Tuesday, April 11, 2006

Repetition

I'm planning to be a hero now. I have a garage in my backyard with my dad's old weight bench. I started pumping steel. Looking in the mirror I listen to angry music and pretend to fight shadows. I need to hang a punching bag so I can practice what I would do if I caught a bad guy. I wonder who the bad guys are? Are they my neighbor? Are they you? What would make you do something to hurt someone? What would make you take something that is not yours?

When is that line crossed? Is it crossed gradually? Do you inch closer to that line daily? Or do you cross it daily? What is the line? Who defines it? Is there really a wrong and a right? Or is it defined differently for each person and each culture? I don't know or I know then I forget or I redefine it. Or all at the same time. Sometimes I'm liberal.

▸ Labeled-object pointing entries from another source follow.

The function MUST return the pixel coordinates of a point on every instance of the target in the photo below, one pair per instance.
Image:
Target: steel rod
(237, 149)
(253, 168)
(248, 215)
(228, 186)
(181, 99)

Sometimes I'm conservative. Sometimes I'm good. Sometimes I'm evil. Sometimes I'm plain confused.

When will there be point blank judgement? When will I look at something and know exactly where I stand, all the time? Never wavering. Always solid. Standing fast.

I know my little girl is an angel. She is pure. Perfect. Untainted. I can look at her and believe in virtue. Truth. I can look at my wife and know that what we have is meant to be. Real. Kismet. Cosmic. I can define wrong and right according to them. That all I want is the best for them. That they deserve something holy. Sacred. That through my love for them I can define myself. That I can look at them and know that something is real. Tangible. Concrete. I can hold them in my arms and know that they exist. I can hold them in my arms and know that I exist. Sticky. Sweaty. Flesh and bone. Family.